Кажется, я здорово повзрослел за эту неделю, повзрослел и поумнел… Нину видел лишь дважды, когда ходил на перевязку, но заговорить с ней не осмелился: меня мучил стыд.
И вот я и голубоглазый лейтенант, выписанный вместе со мной, шагаем по разъезженной февральской дороге к линии фронта. Светит невысокое солнце, морозец веселит кровь.
— Ничего, — рассуждает лейтенант. — Хоть техника у них и богатая, но совести ни черта нет. На войне это имеет исключительное значение, по себе знаю. Представь того же вора. Дай ему, какому-нибудь карманнику, по морде — никогда не ответит, а то и в штаны накладет. Замечал? Немцы, конечно, могут воевать, но механически, а так, чтобы по сознанию— здорово живешь! Ты, я слышал, доброволец?
— Да.
— У меня во взводе тоже был доброволец, учитель. Отвлек на себя огонь, нас выручил, а сам… все. Я бы памятник поставил ему.
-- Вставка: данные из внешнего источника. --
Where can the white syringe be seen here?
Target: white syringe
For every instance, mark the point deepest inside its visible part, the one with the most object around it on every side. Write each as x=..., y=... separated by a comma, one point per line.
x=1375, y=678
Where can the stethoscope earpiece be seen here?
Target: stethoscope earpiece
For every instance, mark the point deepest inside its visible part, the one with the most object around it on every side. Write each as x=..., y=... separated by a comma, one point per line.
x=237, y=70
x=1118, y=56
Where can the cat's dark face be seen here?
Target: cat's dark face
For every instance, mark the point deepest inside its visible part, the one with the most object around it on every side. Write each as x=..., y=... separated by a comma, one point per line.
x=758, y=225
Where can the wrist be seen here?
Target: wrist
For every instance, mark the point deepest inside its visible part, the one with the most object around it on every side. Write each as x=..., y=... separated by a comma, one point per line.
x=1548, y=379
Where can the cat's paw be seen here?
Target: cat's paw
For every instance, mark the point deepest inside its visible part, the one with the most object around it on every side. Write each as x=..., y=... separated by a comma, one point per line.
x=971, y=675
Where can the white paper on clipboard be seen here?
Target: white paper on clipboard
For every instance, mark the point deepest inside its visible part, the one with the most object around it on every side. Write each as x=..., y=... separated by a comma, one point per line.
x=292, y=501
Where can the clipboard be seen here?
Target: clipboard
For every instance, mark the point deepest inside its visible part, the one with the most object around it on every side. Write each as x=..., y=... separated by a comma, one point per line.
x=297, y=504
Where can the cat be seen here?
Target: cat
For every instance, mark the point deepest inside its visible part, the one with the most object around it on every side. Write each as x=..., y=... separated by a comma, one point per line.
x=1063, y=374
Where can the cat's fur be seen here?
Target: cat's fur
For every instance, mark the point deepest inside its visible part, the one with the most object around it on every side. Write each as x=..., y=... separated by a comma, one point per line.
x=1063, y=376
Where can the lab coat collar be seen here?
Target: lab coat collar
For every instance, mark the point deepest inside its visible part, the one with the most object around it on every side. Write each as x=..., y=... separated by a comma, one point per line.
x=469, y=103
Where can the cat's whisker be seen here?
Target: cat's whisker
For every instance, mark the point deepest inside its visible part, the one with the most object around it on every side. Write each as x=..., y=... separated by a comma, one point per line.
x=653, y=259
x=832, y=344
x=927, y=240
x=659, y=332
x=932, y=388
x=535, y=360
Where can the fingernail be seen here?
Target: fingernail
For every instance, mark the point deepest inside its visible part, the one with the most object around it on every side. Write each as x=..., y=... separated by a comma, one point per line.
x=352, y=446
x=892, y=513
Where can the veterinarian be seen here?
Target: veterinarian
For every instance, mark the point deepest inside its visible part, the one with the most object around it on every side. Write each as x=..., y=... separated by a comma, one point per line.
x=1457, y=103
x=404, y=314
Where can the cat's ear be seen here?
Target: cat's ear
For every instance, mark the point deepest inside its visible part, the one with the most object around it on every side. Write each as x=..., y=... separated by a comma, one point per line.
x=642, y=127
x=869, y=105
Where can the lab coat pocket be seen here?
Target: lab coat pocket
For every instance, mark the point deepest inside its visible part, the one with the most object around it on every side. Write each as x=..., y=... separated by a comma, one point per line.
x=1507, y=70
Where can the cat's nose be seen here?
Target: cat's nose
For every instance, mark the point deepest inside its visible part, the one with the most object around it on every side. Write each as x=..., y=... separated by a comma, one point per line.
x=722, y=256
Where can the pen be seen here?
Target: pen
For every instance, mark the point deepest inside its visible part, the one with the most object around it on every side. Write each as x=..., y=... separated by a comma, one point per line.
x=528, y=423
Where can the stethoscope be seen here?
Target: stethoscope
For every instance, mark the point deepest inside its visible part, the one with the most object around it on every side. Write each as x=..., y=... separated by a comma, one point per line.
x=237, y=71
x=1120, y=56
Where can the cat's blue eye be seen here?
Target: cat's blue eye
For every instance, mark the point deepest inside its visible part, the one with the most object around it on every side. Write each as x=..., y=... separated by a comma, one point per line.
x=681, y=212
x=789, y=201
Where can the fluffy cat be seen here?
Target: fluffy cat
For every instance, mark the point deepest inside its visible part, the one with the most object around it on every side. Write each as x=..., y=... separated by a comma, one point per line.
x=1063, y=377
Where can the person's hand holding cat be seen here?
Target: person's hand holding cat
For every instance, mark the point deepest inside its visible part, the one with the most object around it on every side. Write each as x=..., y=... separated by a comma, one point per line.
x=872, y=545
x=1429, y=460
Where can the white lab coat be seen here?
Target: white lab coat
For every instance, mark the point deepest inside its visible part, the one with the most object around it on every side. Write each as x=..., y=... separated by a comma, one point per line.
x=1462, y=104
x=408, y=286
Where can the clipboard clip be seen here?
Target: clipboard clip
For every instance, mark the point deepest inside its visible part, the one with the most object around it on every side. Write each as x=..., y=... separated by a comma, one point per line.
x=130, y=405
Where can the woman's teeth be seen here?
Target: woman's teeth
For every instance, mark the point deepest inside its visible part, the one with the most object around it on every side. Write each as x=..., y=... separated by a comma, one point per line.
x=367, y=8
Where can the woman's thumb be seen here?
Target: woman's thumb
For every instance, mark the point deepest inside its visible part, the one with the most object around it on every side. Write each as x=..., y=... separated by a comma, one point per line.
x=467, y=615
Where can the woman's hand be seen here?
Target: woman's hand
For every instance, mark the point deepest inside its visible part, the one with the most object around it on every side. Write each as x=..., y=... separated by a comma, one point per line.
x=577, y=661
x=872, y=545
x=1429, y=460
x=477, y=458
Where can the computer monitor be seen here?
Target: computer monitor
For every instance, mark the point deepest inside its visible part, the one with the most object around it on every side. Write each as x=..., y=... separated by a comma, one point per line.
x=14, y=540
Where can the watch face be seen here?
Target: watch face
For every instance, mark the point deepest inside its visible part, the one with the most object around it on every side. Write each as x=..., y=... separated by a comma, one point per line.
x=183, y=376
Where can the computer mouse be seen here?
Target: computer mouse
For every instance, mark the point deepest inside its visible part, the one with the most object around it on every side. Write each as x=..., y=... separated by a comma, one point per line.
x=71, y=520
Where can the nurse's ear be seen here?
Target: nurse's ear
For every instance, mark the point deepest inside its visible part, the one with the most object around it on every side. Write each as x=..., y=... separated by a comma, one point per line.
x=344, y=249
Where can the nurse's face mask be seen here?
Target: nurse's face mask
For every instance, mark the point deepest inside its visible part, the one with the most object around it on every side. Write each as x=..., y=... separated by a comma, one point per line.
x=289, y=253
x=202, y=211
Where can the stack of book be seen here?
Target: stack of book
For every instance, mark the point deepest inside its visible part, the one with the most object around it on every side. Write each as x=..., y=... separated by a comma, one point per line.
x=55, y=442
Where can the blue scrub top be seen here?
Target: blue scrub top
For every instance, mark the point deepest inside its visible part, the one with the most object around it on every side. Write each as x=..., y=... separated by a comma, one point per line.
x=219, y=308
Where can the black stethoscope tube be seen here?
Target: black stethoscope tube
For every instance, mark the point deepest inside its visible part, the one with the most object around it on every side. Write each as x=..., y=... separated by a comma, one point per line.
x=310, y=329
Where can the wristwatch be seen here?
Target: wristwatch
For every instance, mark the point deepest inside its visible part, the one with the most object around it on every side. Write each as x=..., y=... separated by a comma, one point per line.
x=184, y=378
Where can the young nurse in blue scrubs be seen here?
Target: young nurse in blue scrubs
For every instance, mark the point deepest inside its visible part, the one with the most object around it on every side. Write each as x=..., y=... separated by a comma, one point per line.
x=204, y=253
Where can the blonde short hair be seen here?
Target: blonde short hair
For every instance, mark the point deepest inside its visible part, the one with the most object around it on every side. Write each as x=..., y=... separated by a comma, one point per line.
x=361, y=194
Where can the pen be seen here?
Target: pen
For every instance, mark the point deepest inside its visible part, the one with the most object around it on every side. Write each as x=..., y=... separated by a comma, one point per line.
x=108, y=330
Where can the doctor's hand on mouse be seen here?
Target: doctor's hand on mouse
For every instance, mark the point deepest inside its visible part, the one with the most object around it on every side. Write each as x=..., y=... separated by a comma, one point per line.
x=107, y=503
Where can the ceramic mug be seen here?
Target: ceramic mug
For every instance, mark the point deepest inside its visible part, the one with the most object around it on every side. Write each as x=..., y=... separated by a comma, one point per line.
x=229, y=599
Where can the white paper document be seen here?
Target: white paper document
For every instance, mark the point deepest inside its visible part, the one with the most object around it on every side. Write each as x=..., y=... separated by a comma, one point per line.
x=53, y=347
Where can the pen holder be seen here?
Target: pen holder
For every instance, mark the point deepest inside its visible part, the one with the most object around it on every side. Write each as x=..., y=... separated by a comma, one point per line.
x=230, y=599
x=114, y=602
Быстро летит за разговорами время. Мелькают телеграфные столбы с оборванными проводами. Проходят мимо безлюдные, полузасыпанные снегом и полусожженные деревни. Слепят глаза блещущие на солнце ледянистые пригорки, замерзшие ручьи, сверху белые молодые сосенки — моя давняя любовь…
Через два часа мы делаем привал. Стучимся в покосившуюся избенку у перекрестка дорог. Дверной засов отодвигает замшелый старичок.
— Здравствуй, дедушка. Можно часок передохнуть? — бодро спрашивает лейтенант.
— А что же? Заходьте. Отчего не можно?
В избе черный, давно не мытый пол, темные стоны, но тепло. Мы сбрасываем с плеч вещмешки, расстегиваем шинели и садимся на лавку к столу. Лейтенант вынимает кисет и угощает табачком старика, который, не снимая шубенки, усаживается напротив.
— Как живете тут, дедушка?
— А ничего жиём, не трогают, слава богу, — охотно отвечает старичок, ловко ладя кривыми пальцами цигарку. — Не жалимся.
— Вы один живете? — спрашиваю я.
— Не один… постояльцы всегда есть, не дают пропасть: кто хлебца, кто чего иного. Так и жиём.
— А родные где?
— А родные, кто где. Сноха с малыми куировалась, сынок воюе. Старуха недавно померла… Но ничего, схоронили, ничего.
Лейтенант толкает меня коленом.
— Давай сообразим насчет закусить. И отец не откажется.
Старичок оживает, бросает шубенку на печь и принимается хлопотать вокруг заляпанного чем-то белым самовара. Сунув зажженные лучины в трубу, он тащит его в сени. Мы развязываем вещмешки и достаем сухой паек, выданный в медсанбате: четыре сухаря, кусок сахара, комочек комбижира и плитку концентрата горохового супа-пюре.
Через четверть часа мы дуем на кружки, грызем сухари. Старичок прячет в карман выделенную ему долю сахара, сухари делит на три равные части.